Let us look at the case from this standpoint. Arguing upon the assumption that when, upon the distribution of a fund accounted for by an administrator as the assets of the estate, such a case is shown, the orphans’ court has the general power of a court of equity to compel payment of the fund to the cestui que trust, or to the true owner, as the case may be,’ the right of the Harmony Society to be awarded the fund in question is reasoned out in this way: The relation between bank and depositor is that of debtor and creditor simply; after February 15, 1871, Michael Staib held the legal title to the chose in action, the debt of the bank, in trust for the Harmony Society ; if the money had been paid to him in his lifetime he would have been compellable to pay it over to the Harmony Society; when the administrator received it, it went into the *456assets of the decedent’s estate, subject to the same trust; therefore, the rule laid down in McBride’s Appeal does not prevent the orphans’ court from awarding it to the equitable owner.

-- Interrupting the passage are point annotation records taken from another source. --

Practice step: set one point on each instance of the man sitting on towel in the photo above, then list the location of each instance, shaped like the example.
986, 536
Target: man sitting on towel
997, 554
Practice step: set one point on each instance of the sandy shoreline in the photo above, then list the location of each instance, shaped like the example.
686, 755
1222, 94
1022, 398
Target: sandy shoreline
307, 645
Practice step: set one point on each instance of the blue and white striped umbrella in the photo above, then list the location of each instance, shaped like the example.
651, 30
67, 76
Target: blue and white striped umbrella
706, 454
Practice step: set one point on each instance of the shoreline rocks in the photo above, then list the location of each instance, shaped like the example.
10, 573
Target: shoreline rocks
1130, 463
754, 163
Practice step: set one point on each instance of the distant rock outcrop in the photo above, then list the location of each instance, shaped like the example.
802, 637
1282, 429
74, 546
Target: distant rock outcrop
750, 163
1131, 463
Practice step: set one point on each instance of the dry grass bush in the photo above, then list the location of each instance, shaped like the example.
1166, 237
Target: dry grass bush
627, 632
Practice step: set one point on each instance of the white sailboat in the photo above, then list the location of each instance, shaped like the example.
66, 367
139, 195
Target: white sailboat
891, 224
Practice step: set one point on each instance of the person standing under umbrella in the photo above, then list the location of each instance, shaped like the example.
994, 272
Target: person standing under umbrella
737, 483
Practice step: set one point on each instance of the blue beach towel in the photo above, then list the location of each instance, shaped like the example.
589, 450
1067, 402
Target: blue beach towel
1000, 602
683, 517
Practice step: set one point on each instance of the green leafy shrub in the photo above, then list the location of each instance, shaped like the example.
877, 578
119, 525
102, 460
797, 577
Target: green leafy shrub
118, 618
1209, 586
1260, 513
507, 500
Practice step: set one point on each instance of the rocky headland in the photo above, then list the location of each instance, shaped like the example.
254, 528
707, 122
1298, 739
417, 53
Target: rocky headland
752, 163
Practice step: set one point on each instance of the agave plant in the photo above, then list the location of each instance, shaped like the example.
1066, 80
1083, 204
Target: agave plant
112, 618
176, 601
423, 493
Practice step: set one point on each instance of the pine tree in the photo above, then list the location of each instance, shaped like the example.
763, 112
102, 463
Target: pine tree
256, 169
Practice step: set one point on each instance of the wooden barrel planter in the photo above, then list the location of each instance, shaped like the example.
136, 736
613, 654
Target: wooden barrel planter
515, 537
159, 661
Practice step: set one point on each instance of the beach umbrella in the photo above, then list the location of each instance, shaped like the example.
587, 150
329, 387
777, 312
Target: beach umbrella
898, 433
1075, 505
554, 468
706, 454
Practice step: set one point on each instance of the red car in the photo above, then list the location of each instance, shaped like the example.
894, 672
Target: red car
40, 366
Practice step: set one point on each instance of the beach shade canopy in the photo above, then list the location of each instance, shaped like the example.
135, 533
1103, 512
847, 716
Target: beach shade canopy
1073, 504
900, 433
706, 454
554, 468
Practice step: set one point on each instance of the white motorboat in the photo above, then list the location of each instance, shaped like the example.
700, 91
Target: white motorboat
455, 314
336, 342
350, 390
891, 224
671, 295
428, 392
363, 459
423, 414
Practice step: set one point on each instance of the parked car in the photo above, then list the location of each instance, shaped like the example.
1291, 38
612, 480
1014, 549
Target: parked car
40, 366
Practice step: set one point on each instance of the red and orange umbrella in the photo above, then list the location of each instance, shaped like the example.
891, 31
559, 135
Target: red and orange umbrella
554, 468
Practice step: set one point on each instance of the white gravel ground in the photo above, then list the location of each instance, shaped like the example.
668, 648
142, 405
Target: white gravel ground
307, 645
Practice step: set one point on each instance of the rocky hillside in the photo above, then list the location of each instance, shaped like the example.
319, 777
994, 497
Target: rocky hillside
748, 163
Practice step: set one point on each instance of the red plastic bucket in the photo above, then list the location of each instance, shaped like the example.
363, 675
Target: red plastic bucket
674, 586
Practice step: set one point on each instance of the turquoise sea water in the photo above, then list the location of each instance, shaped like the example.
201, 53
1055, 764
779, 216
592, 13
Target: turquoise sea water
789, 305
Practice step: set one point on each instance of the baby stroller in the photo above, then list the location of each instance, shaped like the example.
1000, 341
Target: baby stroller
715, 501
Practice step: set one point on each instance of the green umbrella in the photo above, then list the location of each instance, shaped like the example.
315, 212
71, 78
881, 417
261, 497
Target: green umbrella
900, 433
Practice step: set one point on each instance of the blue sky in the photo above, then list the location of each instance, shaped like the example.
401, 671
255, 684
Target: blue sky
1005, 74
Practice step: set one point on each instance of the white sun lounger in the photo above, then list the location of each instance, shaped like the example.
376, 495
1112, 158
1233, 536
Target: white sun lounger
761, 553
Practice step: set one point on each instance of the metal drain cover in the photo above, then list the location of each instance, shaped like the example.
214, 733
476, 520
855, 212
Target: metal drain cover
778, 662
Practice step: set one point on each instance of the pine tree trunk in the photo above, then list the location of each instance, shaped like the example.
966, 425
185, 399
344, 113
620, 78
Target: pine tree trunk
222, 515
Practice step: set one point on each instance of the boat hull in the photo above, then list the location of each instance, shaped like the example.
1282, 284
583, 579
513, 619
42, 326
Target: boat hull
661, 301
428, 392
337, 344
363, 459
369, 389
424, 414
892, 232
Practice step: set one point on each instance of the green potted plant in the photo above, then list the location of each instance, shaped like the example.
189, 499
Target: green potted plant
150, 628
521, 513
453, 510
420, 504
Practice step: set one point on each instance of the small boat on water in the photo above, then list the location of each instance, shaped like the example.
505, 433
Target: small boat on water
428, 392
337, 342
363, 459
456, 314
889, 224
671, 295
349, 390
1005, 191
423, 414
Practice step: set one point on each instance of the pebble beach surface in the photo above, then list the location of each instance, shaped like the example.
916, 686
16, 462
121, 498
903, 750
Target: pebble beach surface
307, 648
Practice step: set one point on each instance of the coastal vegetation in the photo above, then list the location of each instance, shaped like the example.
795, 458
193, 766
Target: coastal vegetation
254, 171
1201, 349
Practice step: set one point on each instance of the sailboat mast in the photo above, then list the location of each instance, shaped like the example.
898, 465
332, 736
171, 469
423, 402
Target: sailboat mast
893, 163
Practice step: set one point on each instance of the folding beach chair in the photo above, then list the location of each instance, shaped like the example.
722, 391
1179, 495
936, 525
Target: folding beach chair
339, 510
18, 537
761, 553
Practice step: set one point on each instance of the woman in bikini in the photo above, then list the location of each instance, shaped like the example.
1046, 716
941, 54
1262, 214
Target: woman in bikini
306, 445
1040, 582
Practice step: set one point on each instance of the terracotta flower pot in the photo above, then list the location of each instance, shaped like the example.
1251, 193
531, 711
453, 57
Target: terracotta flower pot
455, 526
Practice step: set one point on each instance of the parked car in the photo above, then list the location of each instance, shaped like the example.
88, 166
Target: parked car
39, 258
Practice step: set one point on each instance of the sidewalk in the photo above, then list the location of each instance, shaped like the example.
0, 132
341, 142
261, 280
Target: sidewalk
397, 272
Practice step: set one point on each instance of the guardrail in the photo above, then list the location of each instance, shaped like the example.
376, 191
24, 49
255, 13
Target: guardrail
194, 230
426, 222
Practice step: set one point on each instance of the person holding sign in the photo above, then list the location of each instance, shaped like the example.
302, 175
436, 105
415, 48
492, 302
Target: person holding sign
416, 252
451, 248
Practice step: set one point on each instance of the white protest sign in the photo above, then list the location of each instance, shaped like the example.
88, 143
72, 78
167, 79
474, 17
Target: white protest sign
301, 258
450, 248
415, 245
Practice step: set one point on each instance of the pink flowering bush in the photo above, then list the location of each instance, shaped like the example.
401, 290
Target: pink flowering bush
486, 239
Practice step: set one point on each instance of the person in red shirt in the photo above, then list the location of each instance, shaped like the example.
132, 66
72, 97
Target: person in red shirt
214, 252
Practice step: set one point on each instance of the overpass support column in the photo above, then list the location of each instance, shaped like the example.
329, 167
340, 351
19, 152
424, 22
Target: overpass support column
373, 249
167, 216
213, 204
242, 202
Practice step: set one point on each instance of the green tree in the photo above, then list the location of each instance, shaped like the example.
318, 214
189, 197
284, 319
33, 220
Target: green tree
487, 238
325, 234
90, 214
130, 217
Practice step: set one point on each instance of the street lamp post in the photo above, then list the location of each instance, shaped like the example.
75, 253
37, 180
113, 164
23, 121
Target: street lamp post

In this statement of the case the fact that the Harmony Society was a partner in the firm conducting the banking business as the Economy Savings Institution is entirely ignored, whereas we regard it as of the greatest significance, both as related to the question of this being a trust fund, as well as to the question of the right of the association to dispute the title of the estate in this proceeding.

The burden of proof was on the claimant. The presumptive title to a deposit in a bank is in the person in whose name it stands. To overcome this prima facie presumption, the society relied on a general assignment of all his property contained in the articles executed by Michael Staib in 1871, followed by no attempt on the part of the donee to reduce the chose to its exclusive possession. Opposed to this was the evidence that the banking firm annually credited Michael Staib with interest for a dozen years thereafter, and in the account, as finally made up on its own books more than twenty years thereafter, charged itself as debtor to him.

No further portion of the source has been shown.